During this time in which the COVID-19 pandemic is rampant, taking human lives and undermining health-care systems, we as members of the Regional Collaborative Committee on Accelerated Response to Tuberculosis, HIV and Viral Hepatitis (RCC-THV) hosted by the WHO Regional Office for Europe, are concerned with the safety and health conditions of people affected by HIV, tuberculosis (TB) and viral hepatitis.

These populations are exposed to stigma and discrimination, and lack access to quality health services, universal health coverage, information and social support – which makes them more vulnerable during the COVID-19 pandemic.

We call on national governments, development partners, United Nations agencies and civil society to increase their efforts to ensure rights- and equity-based approaches in the provision of information, care and social support to the most vulnerable communities and key populations affected by the three diseases.

We urge countries and partners to:

  1. Follow evidence-based recommendations in the COVID-19 response:
  • Follow evidence-based recommendations on how to prevent the spread of COVID-19, by creating an enabling environment for physical distancing and other protection measures recommended by WHO as a mitigation strategy to flatten the disease curve.
  • Follow the steps of the WHO readiness assessment to ease the phases of lockdown.
  • Ensure ongoing communication in line with WHO recommendations and based on evidence to educate populations and communities affected by the three diseases, keeping them informed of the developments on COVID-19 through the variety of media resources and channels, including printed and broadcast media, social media and community resources.

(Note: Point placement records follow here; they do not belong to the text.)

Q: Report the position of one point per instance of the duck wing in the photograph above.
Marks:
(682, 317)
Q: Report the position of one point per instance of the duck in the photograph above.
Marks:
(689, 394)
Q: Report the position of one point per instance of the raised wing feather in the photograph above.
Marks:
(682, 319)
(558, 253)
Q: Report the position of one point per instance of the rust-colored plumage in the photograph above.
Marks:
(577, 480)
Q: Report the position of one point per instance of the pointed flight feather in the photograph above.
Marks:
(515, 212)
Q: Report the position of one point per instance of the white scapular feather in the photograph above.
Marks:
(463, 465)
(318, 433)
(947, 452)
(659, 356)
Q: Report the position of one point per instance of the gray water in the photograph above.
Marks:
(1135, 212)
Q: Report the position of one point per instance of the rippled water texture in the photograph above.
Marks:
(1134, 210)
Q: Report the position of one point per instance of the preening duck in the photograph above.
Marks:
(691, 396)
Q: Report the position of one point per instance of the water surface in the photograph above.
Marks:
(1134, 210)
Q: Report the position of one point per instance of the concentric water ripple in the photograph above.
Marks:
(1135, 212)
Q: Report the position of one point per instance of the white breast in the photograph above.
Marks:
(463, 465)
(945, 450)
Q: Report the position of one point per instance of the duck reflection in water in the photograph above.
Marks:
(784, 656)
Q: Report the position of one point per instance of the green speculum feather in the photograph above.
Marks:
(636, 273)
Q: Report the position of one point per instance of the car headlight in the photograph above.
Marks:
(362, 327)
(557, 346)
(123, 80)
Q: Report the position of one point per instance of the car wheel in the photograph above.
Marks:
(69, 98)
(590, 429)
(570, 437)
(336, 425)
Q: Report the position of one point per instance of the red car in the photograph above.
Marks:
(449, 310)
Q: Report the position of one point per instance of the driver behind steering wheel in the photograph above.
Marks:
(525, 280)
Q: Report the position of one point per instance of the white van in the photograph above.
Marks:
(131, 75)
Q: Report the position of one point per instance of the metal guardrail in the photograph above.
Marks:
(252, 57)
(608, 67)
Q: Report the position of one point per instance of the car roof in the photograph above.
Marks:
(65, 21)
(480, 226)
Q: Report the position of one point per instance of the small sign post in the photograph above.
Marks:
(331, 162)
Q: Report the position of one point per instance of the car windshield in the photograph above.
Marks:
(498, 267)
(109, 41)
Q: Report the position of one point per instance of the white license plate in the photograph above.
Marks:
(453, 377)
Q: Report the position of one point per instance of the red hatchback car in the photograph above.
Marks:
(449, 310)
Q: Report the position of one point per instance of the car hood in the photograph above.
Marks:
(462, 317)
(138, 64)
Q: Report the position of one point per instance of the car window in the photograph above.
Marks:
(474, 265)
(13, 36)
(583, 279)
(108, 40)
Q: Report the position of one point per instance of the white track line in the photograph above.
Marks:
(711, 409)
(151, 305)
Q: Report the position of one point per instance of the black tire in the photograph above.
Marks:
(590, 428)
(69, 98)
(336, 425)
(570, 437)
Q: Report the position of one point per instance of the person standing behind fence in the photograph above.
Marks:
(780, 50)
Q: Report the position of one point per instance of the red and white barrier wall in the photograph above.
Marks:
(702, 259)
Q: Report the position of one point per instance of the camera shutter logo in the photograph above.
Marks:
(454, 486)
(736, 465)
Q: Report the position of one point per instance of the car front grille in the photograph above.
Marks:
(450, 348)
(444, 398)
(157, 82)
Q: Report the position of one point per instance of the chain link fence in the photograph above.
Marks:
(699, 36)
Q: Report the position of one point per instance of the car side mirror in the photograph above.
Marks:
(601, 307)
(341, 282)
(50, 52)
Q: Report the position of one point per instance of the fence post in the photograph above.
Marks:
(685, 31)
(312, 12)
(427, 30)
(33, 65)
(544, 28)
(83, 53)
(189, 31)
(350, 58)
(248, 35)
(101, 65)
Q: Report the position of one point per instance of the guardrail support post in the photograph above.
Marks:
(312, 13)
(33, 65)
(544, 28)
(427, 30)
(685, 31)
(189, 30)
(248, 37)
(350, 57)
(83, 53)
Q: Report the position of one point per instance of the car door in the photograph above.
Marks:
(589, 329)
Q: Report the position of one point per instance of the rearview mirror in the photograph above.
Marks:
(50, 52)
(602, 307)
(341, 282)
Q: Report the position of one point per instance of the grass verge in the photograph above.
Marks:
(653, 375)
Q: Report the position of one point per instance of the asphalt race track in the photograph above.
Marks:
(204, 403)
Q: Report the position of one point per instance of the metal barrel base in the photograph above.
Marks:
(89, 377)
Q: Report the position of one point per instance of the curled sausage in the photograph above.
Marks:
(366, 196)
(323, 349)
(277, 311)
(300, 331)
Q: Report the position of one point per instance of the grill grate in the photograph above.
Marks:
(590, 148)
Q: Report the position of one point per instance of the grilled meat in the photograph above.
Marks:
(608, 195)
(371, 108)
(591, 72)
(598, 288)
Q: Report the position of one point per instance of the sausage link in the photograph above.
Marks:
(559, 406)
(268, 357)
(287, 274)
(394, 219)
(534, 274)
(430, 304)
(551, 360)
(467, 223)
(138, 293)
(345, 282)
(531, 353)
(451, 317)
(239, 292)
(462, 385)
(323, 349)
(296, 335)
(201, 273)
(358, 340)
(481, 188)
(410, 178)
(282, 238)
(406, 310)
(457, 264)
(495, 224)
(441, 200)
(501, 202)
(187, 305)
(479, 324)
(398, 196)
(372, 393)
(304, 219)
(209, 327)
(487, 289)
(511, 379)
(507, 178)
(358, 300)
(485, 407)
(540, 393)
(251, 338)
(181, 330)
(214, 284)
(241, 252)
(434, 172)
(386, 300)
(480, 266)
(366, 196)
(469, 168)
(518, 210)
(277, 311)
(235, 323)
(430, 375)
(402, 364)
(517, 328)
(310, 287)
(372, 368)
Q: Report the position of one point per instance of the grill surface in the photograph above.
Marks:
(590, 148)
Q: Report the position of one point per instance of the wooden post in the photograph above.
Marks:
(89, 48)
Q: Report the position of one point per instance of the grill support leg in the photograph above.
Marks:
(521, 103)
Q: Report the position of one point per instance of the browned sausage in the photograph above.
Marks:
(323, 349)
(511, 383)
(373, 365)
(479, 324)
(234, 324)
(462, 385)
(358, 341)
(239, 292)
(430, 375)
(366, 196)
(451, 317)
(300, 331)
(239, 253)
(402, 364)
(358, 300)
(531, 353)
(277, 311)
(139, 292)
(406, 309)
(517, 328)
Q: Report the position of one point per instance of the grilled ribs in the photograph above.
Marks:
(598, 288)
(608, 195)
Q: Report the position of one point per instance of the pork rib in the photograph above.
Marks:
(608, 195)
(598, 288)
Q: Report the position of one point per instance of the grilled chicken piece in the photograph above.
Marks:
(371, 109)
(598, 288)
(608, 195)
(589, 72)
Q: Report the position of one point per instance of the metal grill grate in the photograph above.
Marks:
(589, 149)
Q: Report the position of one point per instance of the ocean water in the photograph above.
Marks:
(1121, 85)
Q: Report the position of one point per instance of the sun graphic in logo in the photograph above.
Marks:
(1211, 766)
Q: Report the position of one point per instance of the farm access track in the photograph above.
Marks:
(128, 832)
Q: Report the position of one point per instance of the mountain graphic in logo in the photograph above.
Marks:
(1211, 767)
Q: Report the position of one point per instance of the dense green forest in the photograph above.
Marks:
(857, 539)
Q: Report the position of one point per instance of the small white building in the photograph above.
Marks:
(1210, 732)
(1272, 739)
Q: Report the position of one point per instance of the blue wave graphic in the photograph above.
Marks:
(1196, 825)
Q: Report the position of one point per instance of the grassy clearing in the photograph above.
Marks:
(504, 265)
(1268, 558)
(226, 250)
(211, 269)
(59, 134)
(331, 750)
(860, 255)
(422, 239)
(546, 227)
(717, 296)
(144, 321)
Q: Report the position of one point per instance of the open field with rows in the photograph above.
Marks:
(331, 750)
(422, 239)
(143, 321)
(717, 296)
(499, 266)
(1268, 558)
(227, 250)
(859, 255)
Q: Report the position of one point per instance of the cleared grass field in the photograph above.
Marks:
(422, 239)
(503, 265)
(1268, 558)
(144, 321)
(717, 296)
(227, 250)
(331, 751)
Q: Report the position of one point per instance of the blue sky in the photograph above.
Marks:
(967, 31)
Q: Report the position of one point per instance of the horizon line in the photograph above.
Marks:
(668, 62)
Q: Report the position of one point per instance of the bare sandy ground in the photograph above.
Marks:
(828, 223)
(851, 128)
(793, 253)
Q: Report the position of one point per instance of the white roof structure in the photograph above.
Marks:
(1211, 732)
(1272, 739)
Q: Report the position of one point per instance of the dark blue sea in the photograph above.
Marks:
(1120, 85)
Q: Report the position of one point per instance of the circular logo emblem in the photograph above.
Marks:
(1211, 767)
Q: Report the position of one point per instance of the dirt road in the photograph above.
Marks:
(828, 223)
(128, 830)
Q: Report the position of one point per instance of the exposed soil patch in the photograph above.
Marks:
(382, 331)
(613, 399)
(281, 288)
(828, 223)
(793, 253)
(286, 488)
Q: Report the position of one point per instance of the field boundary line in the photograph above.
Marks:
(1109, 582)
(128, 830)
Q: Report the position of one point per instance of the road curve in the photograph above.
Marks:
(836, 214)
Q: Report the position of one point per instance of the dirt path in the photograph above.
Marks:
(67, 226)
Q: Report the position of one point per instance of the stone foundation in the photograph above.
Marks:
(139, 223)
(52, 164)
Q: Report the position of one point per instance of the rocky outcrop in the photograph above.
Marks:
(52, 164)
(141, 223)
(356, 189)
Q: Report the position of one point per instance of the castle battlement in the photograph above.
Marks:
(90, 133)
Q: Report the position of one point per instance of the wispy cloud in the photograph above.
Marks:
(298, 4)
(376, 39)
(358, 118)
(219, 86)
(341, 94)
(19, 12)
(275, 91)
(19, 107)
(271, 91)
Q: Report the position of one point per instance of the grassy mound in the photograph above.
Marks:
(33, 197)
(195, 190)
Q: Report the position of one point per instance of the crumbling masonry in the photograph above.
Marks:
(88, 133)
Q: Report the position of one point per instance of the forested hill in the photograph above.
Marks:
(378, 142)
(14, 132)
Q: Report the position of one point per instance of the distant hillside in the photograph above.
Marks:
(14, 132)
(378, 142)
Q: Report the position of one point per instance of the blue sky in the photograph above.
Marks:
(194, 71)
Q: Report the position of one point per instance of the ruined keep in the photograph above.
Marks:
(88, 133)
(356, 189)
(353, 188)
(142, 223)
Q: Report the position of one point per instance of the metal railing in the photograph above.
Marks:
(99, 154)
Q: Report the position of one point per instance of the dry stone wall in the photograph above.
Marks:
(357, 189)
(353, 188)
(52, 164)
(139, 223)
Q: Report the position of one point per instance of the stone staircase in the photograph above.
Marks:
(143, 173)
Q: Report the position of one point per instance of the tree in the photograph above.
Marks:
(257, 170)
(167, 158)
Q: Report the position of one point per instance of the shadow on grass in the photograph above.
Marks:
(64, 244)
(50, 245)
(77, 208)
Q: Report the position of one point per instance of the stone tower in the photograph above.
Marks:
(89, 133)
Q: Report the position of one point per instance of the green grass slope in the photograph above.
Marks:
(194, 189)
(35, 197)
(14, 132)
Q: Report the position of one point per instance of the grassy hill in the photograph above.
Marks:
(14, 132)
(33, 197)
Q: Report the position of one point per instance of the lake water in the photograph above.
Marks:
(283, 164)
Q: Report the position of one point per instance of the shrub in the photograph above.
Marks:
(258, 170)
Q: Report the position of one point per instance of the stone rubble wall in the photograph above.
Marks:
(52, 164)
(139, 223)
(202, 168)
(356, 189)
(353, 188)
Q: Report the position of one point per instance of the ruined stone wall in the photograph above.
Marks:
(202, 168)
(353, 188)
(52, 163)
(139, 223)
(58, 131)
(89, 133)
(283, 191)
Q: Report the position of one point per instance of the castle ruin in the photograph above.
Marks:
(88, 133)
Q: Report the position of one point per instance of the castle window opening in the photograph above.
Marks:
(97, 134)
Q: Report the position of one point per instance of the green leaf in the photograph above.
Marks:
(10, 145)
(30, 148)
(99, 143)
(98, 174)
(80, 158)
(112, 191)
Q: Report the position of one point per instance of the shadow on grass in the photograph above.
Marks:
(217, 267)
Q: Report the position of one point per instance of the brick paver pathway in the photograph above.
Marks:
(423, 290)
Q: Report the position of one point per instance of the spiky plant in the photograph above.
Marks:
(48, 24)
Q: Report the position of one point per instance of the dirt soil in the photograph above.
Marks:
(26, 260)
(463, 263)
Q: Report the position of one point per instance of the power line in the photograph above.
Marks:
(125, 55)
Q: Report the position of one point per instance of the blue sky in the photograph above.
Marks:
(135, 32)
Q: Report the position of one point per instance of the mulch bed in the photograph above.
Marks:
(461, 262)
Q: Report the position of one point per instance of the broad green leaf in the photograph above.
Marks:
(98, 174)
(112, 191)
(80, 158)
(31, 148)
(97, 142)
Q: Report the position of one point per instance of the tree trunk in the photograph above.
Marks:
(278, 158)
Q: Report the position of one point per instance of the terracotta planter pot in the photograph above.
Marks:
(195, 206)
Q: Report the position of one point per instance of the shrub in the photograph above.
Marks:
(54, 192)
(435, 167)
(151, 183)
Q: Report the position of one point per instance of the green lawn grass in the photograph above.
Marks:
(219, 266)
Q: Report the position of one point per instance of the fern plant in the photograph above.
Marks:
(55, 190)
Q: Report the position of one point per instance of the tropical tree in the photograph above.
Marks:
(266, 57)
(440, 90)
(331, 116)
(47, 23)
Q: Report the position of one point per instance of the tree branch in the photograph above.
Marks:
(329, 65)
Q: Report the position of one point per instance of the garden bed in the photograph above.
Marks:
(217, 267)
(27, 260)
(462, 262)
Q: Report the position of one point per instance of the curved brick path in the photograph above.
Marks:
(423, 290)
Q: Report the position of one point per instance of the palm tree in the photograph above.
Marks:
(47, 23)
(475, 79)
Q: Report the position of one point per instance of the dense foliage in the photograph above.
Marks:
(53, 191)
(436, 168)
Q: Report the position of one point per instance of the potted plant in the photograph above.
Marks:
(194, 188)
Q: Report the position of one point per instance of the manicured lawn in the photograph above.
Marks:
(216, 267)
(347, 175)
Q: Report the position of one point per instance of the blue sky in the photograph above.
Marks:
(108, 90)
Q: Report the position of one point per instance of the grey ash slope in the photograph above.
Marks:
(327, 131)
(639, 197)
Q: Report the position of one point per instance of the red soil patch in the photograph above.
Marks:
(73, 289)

2. Ensure human rights, equity and dignity in the response to COVID-19:

  • Ensure that the health sector response to COVID-19 is gender and rights-based, equitable and respectful of the dignity of people. Equity implies addressing the health and socioeconomic disparities of vulnerable communities, including people affected by TB, HIV and viral hepatitis.
  • Prevent punitive practices towards people infected with COVID-19, including people coinfected with COVID-19 and one or more of the three diseases, by encouraging economic and psychosocial support and access to health and information, while also paying attention to gender disparities.
  • Ensure and facilitate reporting of human rights violations and gaps in care in order to evaluate and improve care and be prepared for a next wave of COVID-19.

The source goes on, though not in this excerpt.